There are some other options, maybe: alternative version of LdaNamedProperty / LdaKeyedProperty which perform RequireObjectCoercible at the end (and don't cache the result), without touching the IC infrastructure? But that's not too different from just inlining the check in bytecode (just a little more compact).
caitp: unless I'm missing something, the issue is that for code like:

receiver()[key()] = value();

the function "value()" is called before checking whether "receiver" is null/undefined. No change to the IC system or StaKeyedProperty can possibly address that, because the generated code has the following structure:

temp_receiver = Call(receiver);  // Does "baseReference" and "baseValue" steps.
temp_key = Call(key);
temp_val = Call(value);  // This is what should not happen, per spec.
Store(temp_receiver, temp_key, temp_val);  // Does "RequireObjectCoercible" step.

So I can see two ways to fix this:

(1) Change the structure of the code we generate. The IC would have to do the "Call(receiver)" part, rather than having the result value of that call be prepared by the surrounding code before calling the IC. This sounds like a massive change to the IC system to me.

(2) Introduce some new thingie that gets inserted into the code before the RHS is evaluated:

temp_receiver = Call(receiver);
RequireObjectCoercibleIC(temp_receiver);
temp_val = ...

This would mean that *all* stores have to go through an extra check, which I consider an unacceptable performance hit for well-behaved code (after all, the difference is only observable for invalid, failing attempts to store properties).

Given the drawbacks of both of these approaches, I am strongly in favor of fixing the spec to reflect reality instead.
jkummerow, I think we're in agreement about all of this:

1) the thing I mentioned (check for result=null/undefined at end of LoadIC_Miss (and similar cases) doesn't do enough because the result of the load doesn't affect the cache (We'd have to change it to affect the cache entry for it to do anything useful there), or otherwise put the null/undefined check at the end of each handler type, which is a lot of effort, and does essentially the same thing as....

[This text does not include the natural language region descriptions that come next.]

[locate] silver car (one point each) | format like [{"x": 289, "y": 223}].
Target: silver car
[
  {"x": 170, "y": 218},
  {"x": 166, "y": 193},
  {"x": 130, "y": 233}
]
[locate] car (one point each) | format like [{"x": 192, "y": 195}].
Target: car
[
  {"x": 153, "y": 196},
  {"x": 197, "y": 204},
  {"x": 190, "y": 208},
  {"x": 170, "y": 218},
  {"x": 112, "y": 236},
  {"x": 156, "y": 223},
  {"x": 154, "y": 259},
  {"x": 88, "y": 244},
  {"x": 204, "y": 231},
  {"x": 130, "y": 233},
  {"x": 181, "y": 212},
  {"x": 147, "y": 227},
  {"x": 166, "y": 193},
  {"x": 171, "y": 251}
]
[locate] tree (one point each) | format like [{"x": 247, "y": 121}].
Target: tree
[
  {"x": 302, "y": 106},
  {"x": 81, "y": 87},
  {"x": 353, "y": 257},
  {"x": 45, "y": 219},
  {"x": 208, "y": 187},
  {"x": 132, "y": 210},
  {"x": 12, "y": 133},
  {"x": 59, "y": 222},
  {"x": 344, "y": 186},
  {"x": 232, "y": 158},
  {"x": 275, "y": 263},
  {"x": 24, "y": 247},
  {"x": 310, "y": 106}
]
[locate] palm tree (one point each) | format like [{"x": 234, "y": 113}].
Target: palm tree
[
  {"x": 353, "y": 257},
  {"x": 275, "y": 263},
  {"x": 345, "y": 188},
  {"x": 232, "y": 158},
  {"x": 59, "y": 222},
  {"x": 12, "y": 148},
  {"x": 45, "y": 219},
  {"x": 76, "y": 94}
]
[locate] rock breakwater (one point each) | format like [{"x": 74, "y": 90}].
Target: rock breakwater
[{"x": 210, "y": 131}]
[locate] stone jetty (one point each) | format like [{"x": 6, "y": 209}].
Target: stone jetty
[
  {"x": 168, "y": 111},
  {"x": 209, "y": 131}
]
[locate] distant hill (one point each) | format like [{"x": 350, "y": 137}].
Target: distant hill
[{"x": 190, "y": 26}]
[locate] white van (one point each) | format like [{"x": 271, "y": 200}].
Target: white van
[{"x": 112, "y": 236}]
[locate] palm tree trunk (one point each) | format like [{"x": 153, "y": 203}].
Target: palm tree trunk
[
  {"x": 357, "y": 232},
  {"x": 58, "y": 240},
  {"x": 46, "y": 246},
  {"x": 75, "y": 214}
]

2) put the explicit RequireObjectCoercible in bytecode, not affected by caching. This is easy to do and would be much easier to maintain than some of those alternatives, but has some disadvantages: the (very cheap) null/undefined checks might be done redundantly, and the checks don't get eliminated by the the IC state (or, they're always done instead of "only on the slow path" idea described above). It's also less concise, requiring a few bytes more bytecode than the alternative

so between those options, you either make IC a bit crazier, or you make property storage a bit slower in general.

Basically, I'm with you, the downsides of this change probably outweigh the benefits by a lot, so I'm fine to not keep pursuing it until we change our minds or come up with a performant caching solution that doesn't regress other cases too badly.
See the previous discussion notes from TC39: https://github.com/tc39/tc39-notes/blob/master/es7/2016-03/march-31.md#reference-type-and-implementation-reality-double-evaluation-of-computed-property-expression

One key point here was that SpiderMonkey claimed they implemented the specification. However, it doesn't seem like SpiderMonkey's implementation matches in the test case earlier on this thread. Maybe we should revisit the decision in TC39 given this data.